Figuring out the call stack of the Python program is done by looking at the global PyInterpreterState variable to get all the Python threads running in the interpreter, and then iterating over each PyFrameObject in each thread to get the call stack. Since the Python ABI changes between versions, we use rust's bindgen to generate different rust structures for each Python interpreter class we care about and use these generated structs to figure out the memory layout in the Python program.

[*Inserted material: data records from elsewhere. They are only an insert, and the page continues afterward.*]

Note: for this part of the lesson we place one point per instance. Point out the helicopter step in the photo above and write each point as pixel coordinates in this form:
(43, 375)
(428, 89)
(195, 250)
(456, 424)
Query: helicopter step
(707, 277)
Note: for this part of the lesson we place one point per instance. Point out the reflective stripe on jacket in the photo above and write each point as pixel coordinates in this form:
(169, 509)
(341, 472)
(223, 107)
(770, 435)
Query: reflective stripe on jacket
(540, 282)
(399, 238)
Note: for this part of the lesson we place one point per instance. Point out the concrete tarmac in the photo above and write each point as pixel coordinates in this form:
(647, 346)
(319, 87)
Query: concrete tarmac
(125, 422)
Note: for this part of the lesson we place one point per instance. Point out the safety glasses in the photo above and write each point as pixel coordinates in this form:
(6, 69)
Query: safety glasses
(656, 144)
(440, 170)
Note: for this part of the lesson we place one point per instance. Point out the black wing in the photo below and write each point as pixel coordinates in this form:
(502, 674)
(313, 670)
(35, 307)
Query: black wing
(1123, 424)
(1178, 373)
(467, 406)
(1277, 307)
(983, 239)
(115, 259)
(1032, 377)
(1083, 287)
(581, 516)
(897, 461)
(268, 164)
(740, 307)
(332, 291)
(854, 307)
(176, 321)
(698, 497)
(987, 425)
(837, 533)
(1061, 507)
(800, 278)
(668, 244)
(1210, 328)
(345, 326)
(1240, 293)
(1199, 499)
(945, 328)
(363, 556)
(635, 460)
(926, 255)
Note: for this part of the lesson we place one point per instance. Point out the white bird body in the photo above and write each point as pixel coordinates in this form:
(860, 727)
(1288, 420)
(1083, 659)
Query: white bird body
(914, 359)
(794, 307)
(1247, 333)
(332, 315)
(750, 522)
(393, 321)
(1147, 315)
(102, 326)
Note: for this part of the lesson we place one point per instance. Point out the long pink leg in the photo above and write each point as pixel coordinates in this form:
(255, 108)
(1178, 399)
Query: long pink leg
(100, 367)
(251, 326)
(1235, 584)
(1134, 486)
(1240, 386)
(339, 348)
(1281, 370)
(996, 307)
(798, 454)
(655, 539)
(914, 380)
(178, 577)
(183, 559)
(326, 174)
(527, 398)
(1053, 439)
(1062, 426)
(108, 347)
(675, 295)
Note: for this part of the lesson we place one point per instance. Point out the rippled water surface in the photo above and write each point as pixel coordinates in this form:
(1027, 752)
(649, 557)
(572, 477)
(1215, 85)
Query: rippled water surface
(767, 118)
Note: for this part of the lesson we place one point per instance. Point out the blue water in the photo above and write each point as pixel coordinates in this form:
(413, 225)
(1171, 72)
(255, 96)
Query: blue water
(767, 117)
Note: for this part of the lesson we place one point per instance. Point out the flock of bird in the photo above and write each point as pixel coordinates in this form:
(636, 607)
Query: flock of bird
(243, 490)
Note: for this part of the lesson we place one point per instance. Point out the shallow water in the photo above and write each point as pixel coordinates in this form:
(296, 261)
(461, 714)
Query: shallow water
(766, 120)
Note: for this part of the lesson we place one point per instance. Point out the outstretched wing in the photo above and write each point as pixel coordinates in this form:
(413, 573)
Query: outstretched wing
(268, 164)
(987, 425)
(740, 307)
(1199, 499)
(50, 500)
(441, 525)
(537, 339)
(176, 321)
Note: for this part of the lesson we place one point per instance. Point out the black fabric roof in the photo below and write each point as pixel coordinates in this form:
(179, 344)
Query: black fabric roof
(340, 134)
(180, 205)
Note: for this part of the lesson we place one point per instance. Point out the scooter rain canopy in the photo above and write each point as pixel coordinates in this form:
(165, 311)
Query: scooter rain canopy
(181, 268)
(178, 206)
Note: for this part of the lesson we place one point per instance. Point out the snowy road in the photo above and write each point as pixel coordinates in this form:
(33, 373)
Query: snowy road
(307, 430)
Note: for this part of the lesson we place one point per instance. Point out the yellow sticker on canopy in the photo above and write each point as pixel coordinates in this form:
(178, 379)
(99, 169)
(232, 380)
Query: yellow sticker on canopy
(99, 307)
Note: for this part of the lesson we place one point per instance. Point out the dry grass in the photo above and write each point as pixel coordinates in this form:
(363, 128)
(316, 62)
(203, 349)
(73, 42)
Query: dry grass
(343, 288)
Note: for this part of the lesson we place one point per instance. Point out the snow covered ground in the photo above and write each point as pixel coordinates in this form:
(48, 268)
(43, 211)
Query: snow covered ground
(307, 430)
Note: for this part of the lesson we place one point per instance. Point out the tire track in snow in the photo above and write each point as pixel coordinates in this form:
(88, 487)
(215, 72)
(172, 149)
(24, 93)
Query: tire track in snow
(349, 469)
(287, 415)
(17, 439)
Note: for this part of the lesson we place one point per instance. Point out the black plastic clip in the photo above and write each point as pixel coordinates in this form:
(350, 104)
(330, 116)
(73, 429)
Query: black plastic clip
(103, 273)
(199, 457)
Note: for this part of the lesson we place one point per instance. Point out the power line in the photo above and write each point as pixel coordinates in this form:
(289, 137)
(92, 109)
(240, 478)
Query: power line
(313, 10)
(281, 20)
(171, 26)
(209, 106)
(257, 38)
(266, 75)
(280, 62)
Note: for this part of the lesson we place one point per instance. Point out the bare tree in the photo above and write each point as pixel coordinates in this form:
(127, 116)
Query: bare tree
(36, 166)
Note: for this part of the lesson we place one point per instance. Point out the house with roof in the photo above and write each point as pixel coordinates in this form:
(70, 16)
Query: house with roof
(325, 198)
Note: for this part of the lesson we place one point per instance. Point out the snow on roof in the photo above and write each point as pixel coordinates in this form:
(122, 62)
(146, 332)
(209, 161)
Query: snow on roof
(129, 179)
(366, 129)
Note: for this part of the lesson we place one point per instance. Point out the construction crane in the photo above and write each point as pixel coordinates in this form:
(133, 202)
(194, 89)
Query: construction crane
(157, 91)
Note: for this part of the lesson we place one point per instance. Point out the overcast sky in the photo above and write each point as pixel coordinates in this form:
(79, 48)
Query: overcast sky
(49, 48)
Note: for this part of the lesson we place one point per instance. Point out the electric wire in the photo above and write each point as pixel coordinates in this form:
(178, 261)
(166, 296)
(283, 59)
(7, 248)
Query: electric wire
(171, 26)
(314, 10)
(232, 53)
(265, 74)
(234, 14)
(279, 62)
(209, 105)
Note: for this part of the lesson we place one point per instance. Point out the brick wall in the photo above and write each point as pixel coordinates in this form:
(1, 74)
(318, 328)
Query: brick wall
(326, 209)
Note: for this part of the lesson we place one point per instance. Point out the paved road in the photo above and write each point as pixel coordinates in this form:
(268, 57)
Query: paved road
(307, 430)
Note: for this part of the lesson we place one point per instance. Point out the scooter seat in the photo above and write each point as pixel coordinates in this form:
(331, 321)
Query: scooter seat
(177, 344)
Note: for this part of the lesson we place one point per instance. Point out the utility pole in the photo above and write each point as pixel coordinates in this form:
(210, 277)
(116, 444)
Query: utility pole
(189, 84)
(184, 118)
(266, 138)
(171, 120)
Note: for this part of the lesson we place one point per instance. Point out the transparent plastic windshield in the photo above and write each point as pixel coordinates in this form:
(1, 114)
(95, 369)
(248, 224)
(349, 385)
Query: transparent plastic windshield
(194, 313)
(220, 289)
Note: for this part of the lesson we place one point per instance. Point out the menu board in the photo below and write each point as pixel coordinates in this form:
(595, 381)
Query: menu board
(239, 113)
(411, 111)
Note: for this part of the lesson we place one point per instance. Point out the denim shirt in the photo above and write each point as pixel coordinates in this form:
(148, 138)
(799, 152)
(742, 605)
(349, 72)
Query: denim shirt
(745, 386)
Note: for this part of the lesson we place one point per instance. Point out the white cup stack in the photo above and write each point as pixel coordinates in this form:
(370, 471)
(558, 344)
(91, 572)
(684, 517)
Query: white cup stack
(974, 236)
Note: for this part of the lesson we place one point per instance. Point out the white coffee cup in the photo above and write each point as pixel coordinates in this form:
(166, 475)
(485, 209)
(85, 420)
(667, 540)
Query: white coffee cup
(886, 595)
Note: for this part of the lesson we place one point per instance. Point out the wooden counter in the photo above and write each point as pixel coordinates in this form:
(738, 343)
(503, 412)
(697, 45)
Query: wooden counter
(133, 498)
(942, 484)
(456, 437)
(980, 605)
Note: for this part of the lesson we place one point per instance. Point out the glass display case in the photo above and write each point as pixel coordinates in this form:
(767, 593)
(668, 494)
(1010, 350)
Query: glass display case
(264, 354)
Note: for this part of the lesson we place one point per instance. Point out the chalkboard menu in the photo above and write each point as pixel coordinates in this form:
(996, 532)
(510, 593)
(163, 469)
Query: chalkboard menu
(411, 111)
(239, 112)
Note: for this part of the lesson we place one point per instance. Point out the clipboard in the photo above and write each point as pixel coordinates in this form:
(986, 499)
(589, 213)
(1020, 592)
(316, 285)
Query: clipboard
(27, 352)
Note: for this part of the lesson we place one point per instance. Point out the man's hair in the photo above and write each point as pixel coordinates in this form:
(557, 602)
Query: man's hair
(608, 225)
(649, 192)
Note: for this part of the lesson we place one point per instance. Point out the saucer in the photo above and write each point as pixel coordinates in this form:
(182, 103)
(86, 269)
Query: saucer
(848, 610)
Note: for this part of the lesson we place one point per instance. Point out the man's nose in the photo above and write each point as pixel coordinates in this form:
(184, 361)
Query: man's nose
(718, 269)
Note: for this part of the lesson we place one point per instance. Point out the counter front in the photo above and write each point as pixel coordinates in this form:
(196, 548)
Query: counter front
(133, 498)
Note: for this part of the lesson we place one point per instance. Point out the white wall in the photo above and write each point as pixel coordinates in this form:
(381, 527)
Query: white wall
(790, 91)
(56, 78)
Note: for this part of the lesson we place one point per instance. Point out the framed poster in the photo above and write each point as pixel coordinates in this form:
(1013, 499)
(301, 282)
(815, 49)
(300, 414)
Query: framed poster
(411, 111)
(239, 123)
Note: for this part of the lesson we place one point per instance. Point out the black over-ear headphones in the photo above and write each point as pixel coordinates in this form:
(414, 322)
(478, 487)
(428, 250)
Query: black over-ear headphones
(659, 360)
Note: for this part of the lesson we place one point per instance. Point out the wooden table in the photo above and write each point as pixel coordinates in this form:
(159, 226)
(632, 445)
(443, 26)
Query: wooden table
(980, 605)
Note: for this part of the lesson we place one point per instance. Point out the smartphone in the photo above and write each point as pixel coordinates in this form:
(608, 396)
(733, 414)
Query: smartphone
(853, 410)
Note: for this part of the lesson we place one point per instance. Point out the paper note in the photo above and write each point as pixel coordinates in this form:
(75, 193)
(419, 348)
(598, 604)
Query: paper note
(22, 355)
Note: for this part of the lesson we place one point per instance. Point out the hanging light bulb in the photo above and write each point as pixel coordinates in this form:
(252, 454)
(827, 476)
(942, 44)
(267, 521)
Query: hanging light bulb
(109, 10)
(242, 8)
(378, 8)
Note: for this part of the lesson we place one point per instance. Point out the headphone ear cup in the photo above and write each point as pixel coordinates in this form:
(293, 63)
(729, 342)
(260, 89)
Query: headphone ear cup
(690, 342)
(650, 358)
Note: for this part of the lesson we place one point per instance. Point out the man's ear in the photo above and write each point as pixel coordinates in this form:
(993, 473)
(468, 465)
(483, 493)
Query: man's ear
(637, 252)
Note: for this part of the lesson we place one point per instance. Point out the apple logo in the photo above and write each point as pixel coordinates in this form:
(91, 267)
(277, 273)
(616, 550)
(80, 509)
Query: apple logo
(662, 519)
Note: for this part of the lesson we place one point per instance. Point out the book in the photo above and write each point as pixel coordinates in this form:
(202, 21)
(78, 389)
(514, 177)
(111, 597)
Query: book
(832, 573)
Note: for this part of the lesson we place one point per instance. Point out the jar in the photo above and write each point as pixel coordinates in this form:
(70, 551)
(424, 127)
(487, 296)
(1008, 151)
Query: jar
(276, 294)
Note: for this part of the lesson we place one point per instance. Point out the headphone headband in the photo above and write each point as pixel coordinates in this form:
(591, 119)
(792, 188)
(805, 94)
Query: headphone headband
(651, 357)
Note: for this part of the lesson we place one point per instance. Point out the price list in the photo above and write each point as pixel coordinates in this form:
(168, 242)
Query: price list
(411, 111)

Getting the memory address of the Python Interpreter can be a little tricky due to Address Space Layout Randomization. If the target python interpreter ships
with symbols it is pretty easy to figure out the memory address of the interpreter by dereferencing the
interp_head
or _PyRuntime
variables depending on the Python version. However, many Python
versions are shipped with either stripped binaries or shipped without the corresponding PDB symbol files on Windows. In
these cases we scan through the BSS section for addresses that look like they may point to a valid PyInterpreterState
and check if the layout of that address is what we expect.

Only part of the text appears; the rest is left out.